There was no respite for an equity market labouring under the wearying weight of the petrol crisis and continuing concerns over sterling yesterday.
The London market's benchmark index, the FTSE 100, fell away for the seventh consecutive session, continuing to gnaw at the rapidly disappearing confidence of the bulls who got so excited by the market's sudden rally around two weeks ago. That saw the FTSE 100 briefly top 6,800 on September 1st, when the TMT buying frenzy was at its height.

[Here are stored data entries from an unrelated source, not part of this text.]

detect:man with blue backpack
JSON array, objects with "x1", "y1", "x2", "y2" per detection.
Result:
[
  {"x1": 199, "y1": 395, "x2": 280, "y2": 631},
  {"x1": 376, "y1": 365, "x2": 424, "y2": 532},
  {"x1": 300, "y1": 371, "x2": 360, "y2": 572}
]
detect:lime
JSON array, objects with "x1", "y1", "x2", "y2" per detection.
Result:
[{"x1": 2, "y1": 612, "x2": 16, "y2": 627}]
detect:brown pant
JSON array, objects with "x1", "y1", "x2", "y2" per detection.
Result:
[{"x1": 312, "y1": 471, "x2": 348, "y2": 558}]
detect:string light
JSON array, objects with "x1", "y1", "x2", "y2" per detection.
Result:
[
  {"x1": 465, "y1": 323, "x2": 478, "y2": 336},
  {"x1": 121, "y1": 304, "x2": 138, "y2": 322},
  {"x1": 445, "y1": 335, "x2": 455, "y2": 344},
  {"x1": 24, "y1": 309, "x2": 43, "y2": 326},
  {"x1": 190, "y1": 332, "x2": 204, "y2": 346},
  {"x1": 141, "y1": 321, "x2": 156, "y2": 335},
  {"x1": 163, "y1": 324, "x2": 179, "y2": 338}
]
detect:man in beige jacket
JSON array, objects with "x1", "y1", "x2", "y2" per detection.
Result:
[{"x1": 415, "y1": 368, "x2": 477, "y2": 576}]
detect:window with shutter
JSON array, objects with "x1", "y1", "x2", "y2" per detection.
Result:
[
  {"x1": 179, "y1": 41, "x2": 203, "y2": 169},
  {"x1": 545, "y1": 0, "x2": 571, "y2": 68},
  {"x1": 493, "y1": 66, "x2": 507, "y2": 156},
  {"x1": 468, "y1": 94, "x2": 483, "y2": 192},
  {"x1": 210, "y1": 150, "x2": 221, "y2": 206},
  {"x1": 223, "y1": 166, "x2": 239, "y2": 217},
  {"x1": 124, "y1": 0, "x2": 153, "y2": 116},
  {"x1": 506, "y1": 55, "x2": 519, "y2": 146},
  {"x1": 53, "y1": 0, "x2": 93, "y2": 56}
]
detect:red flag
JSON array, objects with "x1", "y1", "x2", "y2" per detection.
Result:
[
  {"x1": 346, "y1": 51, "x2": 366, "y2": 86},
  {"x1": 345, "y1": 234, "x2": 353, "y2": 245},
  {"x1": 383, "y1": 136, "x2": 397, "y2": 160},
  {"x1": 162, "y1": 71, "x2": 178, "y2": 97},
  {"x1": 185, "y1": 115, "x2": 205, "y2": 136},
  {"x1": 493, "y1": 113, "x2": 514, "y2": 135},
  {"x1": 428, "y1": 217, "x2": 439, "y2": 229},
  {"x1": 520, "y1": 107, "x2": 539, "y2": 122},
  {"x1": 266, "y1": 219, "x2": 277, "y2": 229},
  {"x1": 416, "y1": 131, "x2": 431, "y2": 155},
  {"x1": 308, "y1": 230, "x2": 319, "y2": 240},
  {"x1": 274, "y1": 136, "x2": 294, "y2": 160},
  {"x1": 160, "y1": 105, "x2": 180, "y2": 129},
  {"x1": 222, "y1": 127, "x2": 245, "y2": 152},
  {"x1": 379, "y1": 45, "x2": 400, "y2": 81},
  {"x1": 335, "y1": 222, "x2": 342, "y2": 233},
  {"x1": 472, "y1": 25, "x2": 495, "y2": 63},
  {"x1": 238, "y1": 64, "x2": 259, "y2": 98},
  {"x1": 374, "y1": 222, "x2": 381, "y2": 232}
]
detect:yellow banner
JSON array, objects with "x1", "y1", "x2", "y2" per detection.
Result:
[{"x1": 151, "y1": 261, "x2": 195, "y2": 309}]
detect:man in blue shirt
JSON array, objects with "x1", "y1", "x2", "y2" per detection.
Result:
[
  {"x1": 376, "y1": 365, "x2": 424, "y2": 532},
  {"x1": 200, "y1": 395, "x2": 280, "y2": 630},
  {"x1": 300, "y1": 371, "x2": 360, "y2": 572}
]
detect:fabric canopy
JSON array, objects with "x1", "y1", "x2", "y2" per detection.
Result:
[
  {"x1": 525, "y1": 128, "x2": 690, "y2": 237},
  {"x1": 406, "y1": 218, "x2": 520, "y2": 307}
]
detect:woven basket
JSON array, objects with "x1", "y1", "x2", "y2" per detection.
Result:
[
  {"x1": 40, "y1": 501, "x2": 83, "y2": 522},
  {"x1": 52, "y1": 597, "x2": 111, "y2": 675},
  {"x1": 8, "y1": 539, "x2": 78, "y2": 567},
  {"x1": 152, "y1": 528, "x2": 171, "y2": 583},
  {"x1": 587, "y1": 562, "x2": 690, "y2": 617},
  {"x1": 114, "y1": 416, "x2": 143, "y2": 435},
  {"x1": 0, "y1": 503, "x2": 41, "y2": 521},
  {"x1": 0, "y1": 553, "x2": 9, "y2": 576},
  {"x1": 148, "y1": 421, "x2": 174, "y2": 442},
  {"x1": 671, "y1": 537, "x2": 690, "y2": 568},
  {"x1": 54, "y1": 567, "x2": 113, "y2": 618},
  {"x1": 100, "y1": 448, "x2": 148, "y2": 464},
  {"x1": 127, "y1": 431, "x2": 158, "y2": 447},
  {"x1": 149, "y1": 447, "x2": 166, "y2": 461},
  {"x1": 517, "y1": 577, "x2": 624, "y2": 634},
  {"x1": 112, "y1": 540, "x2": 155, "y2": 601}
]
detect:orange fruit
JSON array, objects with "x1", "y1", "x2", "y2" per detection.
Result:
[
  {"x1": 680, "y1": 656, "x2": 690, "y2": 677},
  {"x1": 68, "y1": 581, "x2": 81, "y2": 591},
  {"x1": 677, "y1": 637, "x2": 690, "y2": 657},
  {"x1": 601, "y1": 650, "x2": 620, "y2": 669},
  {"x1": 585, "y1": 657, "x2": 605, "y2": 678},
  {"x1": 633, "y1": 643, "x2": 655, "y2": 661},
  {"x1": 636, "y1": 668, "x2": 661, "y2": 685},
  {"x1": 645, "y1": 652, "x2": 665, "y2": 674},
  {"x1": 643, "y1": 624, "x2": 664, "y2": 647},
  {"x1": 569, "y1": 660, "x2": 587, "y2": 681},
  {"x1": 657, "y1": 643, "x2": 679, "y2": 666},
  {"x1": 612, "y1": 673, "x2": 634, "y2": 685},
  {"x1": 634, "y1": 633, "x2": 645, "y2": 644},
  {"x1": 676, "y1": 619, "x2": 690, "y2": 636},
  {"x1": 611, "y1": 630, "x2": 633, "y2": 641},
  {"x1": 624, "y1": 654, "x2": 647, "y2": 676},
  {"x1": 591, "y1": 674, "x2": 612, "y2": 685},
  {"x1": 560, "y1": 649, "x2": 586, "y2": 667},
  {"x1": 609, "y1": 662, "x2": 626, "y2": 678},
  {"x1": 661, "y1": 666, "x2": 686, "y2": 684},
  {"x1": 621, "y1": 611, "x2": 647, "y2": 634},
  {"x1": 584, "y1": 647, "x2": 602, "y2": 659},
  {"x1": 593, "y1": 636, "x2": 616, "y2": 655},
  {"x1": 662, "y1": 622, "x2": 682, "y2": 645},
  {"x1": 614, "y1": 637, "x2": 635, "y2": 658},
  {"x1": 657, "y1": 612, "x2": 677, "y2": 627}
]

Sentiment yesterday remained stubbornly depressed as the market refused to acknowledge more encouraging economic news. Hard on the heels of the lowest monthly inflation figure since records began was news that average earnings for the three months to July came in below expectations and showed the lowest quarterly increase since June 1997. Unemployment fell to 3.6 per cent, the lowest level since October 1975.
Wall Street gave little help with a mixed performance on Tuesday when the Dow Jones Industrial Average rose 37 points and the Nasdaq Composite fell 47 points followed by a weak opening yesterday, especially by the Dow. That fell over 70 points not long after London closed for the day.
The FTSE 100 continued its downwards spiral to finish the day below 6,500, off 77.3 at 6,478.2, dropping below a couple of so-called resistance points in the process. At its worst, not long before Wall Street opened, the index recorded a three-figure decline. Over the past seven trading sessions the 100 index has fallen 319.9, or 4.7 per cent.
The FTSE SmallCap was another casualty, down 9.6 at 3,561.4, while the Techmark 100 remained unloved and settled 43.22 off at 3,921.35.
The only winner among the main FTSE indices was the 250, which struggled for much of the session only to emerge in positive ground at the end of the day, bolstered by excellent performances from a number of biotech and transport related stocks such as Securicor, Avis Europe and First Group.
Transport stocks also featured prominently in a FTSE 100 index which suffered from the effects of weak performances from the oil majors, BP Amoco and Shell and from Vodafone Group. Those three stocks accounted for around two thirds of the decline in the 100 index.
But the outstanding performances in the leaders came from an unlikely area, the retailers, where Marks & Spencer topped the list of winners as vague takeover speculation returned, followed by Kingfisher, which plans to split into do-it-yourself and general retail arms.
Turnover in equities was 1.79 billion shares, a figure boosted by a number of sell programmes.